Another potential problem in evaluating preparedness with numeric scores is the risk of simplification. Having only a few scores and values may be helpful to form an overview of the status quo and they can be a useful instrument in discussions with policy makers or for acquiring financial resources. However, can the whole complex construct of preparedness be measured properly with only one or a few numbers? Important details could be neglected (Porse 2009, Davis et al. 2013, Khan et al. 2019). Using a mix of qualitative and quantitative measures addresses aspects of cultural factors, resource constraints, institutional structures or priorities of local stakeholders (Nelson, Lurie & Wasserman 2007; Cox & Hamlen 2015).

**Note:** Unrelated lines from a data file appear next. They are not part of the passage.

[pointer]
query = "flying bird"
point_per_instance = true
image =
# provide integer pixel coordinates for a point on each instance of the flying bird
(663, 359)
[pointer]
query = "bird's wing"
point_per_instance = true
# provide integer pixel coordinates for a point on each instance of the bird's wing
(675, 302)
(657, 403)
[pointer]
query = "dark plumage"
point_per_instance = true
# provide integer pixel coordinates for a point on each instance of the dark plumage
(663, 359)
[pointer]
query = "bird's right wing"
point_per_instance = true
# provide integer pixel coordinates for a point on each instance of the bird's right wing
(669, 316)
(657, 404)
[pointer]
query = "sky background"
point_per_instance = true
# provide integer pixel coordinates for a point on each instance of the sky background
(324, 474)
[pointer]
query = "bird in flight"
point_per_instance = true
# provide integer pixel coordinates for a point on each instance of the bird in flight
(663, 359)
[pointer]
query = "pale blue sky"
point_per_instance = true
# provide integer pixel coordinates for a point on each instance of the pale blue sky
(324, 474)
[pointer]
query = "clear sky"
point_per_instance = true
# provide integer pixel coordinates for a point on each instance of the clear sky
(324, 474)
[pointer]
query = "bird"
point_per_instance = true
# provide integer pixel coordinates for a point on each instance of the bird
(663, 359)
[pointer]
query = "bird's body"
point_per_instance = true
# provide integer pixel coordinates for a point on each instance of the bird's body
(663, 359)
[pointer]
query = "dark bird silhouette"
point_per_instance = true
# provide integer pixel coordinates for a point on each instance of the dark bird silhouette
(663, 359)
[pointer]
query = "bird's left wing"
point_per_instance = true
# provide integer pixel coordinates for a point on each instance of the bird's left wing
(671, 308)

A considerable proportion of the studies described only partial or limited involvement of experts from within the field. Some studies used the knowledge and assessments of experts as a starting point for their concepts and some tested the instruments and asked disaster managers for their feedback. However, continuous cooperation and exchange appeared to be an exception, a problem unfortunately quite common in disaster risk reduction (Owen, Krusel & Bethune 2020). This is in line with the results by Davis and co-authors (2013) and Qari and co-authors (2019) who observed a lack of awareness and, as a result, the limited dissemination of instruments for measuring. However, all of those efforts of researchers are worth nothing if not put into practice. As Hilliard, Scott-Halsell & Palakurthi (2011) stated, ‘It is not enough to talk about preparedness and keeping people, property and organisations safe. There has to be a bridge between the concepts and the real world’ (p.642).

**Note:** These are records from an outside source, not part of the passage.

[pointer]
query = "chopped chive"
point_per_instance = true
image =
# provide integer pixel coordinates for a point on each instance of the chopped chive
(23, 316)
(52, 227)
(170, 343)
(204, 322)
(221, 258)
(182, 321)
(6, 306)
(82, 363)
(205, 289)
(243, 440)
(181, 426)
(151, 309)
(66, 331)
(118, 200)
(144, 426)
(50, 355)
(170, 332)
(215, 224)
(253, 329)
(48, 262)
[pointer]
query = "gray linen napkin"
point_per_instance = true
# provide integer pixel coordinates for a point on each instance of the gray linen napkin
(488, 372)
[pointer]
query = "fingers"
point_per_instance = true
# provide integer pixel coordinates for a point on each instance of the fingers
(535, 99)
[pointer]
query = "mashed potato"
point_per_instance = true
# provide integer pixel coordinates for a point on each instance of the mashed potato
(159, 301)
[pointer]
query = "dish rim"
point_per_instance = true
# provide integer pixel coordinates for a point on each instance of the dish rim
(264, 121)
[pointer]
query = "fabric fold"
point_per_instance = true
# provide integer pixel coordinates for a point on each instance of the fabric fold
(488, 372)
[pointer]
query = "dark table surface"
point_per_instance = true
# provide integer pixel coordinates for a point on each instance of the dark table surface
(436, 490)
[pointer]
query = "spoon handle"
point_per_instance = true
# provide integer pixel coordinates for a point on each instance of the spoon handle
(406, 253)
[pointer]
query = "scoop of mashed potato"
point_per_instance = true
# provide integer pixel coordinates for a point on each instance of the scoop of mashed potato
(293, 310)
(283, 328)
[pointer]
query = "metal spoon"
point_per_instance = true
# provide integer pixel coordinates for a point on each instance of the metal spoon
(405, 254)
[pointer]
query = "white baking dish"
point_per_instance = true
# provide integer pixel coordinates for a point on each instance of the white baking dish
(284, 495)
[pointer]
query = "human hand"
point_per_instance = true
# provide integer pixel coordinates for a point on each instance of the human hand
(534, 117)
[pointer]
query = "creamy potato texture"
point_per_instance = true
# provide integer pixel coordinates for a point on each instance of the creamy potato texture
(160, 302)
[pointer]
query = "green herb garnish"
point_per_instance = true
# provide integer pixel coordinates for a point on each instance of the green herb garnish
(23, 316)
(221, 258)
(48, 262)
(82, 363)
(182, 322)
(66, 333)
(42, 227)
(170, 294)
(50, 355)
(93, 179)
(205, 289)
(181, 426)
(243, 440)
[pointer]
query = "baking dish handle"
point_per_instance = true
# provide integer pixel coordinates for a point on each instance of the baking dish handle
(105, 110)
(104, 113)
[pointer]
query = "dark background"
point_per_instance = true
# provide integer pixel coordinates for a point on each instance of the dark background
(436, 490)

While effort was undertaken to achieve a comprehensive overview of the scientific knowledge base about disaster preparedness evaluation, this scoping review might not have captured all existing concepts. The search algorithm was tested but other keywords might have returned additional or different results. Due to the lack of keywording, some relevant book chapters might not have been identified. Moreover, the selection of languages (English and German) as well as the chosen timeframe of publication (1999–2021) might have reduced the number of relevant results. Results from grey literature may have been missed as only the first 100 results from the web search were used. The classification of the results of the scoping review was carried out by 2 researchers independently, however, errors may have occurred during the selection process due to the subjective evaluation of eligibility. As the focus of the review was the scientific knowledge base, concepts of practice-oriented, humanitarian institutions and organisations were not included in this review. Studies dealing with infectious disease outbreaks or epidemics were not included as their course, duration and spread are very different from disasters triggered by natural hazards or human-made disasters like terror attacks.


Although disaster preparedness evaluation has importance for practice and preparedness improvement, this study’s results indicate a lack of instruments that are ready to use. There is a broad variety of concepts and tools on offer, however, there is no standard or uniform approach. Research on evaluating preparedness has been conducted and the list of these works provides an overview of concepts. However, the goal of developing a valid as well as easy-to-use tool for measuring preparedness at the government level seems far from achieved. Many assessment tools lack dissemination and use in practice, which limits feedback from experts and practitioners. The variation in types of instruments used to measure preparedness and the diversity of questions and topics covered within the studied publications demonstrate a lack of consensus on what constitutes preparedness and how it should be measured. Any tool for evaluating preparedness needs to strike a balance between simplicity and flexibility in order to account for the different circumstances of communities as well as hazard-types. Therefore, a modular evaluation system including must-have criteria as well as optional criteria is required.